Visual illusions have fascinated mankind for thousands of years and the study of the mismatch between perception and reality helps us to better understand the creative nature of the human visual system and ultimately may lead to deeper insights of how our brain works. The Pinna illusion is a striking example of complex-flow motion perception in the absence of physical motion. When we move towards or away from it, we experience vivid illusory counter rotation (Figure 1A below as an example). The strength and nature of this illusion critically and reliably depend on local micro-patterns such as the orientation and edge polarity of the small rhombi. Although this phenomenon is well known, where and how does this happen in the human brain? Employing human psychophysics and brain imaging methods, previous studies at the Institute of Neuroscience CAS, discovered what part of the brain illusory activity was most closely linked to (Pan et al., 2016; Wang et al., 2018). However, the neural basis of the transformation from objective reality to illusory percepts remained unknown. This is a central question in vision tackling how sensory information is integrated from local visual cues to globally perceived representations across different brain regions.

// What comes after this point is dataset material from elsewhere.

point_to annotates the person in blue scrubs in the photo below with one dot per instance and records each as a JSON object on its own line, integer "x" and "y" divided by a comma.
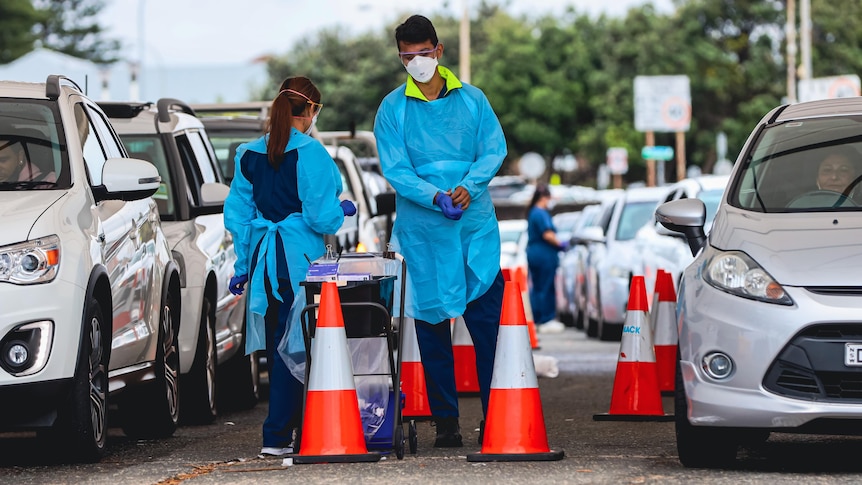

Figure 1. (A) Fixate the black dot and move your head towards and away from the image and you should perceive the rings rotating clock-wisely/count clock-wisely (CW/CCW); this variant of the Pinna illusion was designed by the first author. (B) Physical radial (left panel) and rotatory (right panel) motion of the Pinna-Brelstaff figure produce illusory rotatory and radial motions, respectively. (C) Left part: Illustration of Pinna figures used in this study, where controlling the local Gabor orientation between +45°, 0° and ？45°, carefully controls the type of illusory motion subjects perceive. Right part: the psychophysical task used in both humans and monkeys.

Researchers at the Institute of Neuroscience continued to study this issue from a novel perspective by studying the transformation from physical to four illusory flow motions (rotation, expansion, contraction, and spiral motion, Figure1B) induced by a carefully parametrized Pinna figure at both the perceptual and neuronal level. They first show psychophysically (Figure 1C) that non-human primates (macaque monkeys) have psychometric functions similar to humans, strongly suggesting that monkeys perceive illusions like human observers. Subsequent neurophysiological recordings in two brain areas (MT and MSTd) critical for serial motion processing revealed that MSTd neurons represent both physical and illusory complex-flow motion equivalently through global integration of MT local-motion signals. However these neurons in MSTd required an extra time of about 15 ms for reliably representing the illusory motion (Figure 2). By taking advantage of the unique characteristics of this stimulus, this work provides the first detailed analysis of the neuronal mechanisms underlying complex forms of illusory motion integration from MT to MSTd. Specifically, the same motion-specific neural groups in MSTd that normally encode physical flow motions also mediate illusory flow motions through a bottom-up cascade of integration of non-veridical local motion signals, yet reliable discrimination is temporally delayed for the illusion. This study provides contemporary neural-level support for the idea Jan Purkinje stated so concisely 150 years ago, that “illusions contain visual truth”.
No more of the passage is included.